The Basics
For classification tasks, the core metrics are precision (of all items predicted positive, how many are actually positive?), recall (of all actually positive items, how many did we find?), and F1 score (harmonic mean of precision and recall). Accuracy is misleading with imbalanced classes — a spam detector that never flags spam gets 95% accuracy if only 5% of emails are spam. F1 balances precision and recall: high F1 requires both to be high.
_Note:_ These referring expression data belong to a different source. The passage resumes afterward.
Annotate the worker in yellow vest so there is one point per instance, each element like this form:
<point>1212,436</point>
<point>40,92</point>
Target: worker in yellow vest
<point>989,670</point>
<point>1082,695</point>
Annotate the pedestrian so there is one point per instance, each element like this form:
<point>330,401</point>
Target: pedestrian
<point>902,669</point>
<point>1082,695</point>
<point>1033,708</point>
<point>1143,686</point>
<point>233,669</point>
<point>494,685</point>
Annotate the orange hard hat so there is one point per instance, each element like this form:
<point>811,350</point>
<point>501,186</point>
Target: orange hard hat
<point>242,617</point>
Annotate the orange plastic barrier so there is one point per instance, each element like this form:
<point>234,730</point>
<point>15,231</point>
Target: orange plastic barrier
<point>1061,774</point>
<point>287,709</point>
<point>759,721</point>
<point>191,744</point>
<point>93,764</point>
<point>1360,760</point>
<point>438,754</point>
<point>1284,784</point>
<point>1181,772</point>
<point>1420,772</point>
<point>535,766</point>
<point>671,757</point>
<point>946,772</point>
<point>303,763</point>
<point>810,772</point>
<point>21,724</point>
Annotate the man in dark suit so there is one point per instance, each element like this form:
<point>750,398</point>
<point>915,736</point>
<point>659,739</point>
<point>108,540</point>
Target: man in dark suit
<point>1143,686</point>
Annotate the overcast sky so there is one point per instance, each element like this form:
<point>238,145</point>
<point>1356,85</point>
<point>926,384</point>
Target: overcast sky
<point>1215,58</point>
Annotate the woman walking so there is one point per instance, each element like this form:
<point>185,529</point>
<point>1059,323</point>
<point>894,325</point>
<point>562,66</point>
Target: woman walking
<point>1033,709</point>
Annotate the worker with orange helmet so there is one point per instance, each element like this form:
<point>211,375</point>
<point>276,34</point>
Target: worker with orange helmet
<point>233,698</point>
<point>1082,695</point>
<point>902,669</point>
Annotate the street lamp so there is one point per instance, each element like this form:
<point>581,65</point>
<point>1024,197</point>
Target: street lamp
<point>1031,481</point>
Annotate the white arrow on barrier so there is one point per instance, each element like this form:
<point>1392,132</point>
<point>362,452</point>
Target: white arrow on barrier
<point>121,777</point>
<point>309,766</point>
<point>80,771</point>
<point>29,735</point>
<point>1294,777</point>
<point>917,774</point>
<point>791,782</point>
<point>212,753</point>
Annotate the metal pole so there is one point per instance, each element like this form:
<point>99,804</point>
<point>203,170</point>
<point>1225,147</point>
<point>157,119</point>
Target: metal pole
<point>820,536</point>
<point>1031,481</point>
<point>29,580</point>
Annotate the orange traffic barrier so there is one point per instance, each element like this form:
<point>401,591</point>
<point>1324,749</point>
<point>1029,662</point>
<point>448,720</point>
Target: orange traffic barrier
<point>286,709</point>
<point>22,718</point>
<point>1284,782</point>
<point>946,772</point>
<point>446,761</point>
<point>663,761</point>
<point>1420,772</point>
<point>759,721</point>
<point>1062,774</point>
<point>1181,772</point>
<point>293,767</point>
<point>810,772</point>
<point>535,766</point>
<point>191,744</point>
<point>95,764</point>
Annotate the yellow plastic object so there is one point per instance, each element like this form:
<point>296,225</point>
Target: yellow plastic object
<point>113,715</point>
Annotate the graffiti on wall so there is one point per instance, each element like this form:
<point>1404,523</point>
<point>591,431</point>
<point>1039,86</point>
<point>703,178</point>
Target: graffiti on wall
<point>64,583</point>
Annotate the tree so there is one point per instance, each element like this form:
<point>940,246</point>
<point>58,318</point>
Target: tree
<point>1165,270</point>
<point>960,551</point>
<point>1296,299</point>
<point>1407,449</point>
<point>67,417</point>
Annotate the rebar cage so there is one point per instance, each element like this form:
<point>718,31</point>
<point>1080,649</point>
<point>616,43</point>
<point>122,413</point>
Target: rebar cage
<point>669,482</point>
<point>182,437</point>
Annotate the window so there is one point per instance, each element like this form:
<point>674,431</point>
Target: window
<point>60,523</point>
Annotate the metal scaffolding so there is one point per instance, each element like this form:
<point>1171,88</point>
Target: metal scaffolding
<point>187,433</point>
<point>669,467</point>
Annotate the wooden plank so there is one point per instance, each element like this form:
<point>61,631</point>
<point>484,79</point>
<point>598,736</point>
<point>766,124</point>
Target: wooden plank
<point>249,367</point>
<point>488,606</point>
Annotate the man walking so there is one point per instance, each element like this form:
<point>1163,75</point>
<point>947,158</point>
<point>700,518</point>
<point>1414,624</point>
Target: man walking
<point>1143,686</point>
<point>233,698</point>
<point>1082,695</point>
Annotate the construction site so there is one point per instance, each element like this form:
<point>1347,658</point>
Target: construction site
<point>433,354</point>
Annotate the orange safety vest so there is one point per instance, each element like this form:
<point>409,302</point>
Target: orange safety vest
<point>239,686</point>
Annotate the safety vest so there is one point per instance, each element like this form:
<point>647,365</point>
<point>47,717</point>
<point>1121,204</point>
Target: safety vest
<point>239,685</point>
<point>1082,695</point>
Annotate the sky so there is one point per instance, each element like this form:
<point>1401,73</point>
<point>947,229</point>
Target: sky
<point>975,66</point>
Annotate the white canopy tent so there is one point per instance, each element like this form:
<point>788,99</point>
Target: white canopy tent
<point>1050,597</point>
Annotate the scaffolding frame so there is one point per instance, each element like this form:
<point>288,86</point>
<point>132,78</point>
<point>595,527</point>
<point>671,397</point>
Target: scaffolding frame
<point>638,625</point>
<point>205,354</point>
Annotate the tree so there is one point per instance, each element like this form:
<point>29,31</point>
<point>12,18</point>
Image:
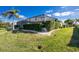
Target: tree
<point>11,14</point>
<point>69,22</point>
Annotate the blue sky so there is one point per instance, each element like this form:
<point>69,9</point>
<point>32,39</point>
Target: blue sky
<point>60,12</point>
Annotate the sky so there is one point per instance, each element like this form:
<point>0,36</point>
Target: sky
<point>60,12</point>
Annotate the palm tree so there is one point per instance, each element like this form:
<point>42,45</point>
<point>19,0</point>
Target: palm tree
<point>11,14</point>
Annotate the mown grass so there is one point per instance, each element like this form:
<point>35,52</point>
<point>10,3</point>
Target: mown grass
<point>20,42</point>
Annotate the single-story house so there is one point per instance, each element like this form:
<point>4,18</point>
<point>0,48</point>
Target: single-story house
<point>37,23</point>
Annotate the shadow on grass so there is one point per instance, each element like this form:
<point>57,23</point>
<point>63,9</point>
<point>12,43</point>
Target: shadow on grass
<point>74,42</point>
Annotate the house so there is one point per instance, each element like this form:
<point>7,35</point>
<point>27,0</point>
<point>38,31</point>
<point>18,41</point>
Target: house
<point>37,23</point>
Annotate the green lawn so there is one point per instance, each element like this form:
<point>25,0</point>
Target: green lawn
<point>58,41</point>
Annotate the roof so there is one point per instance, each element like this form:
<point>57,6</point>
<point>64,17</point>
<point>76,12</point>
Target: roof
<point>38,18</point>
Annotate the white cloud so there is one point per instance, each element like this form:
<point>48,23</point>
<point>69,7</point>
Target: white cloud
<point>76,9</point>
<point>63,13</point>
<point>49,11</point>
<point>49,15</point>
<point>63,6</point>
<point>21,16</point>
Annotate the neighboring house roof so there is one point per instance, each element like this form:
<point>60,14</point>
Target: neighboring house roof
<point>34,19</point>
For multi-class problems, there are three averaging strategies: macro F1 (average F1 across classes, treating all classes equally), micro F1 (aggregate TP/FP/FN across classes, equivalent to accuracy), and weighted F1 (weight by class frequency). Macro F1 is preferred when all classes matter equally; weighted F1 when you care more about frequent classes.
Precision, Recall, F1
Precision = TP / (TP + FP)
"Of predicted positives, how many correct?"
Recall = TP / (TP + FN)
"Of actual positives, how many found?"
F1 = 2 × (P × R) / (P + R)
Harmonic mean: requires both to be high
Example (spam detection):
100 emails: 5 spam, 95 not spam
Model predicts 10 as spam
4 correct spam, 6 false positives
Precision: 4/10 = 40%
Recall: 4/5 = 80%
F1: 53%
Accuracy: 89% (misleading!)
Multi-class averaging:
Macro: average F1 per class (equal weight)
Weighted: weight by class frequency
Key insight: Always report F1 instead of accuracy for NLP tasks. Accuracy hides poor performance on minority classes, which are often the classes you care about most (spam, toxic content, rare entities).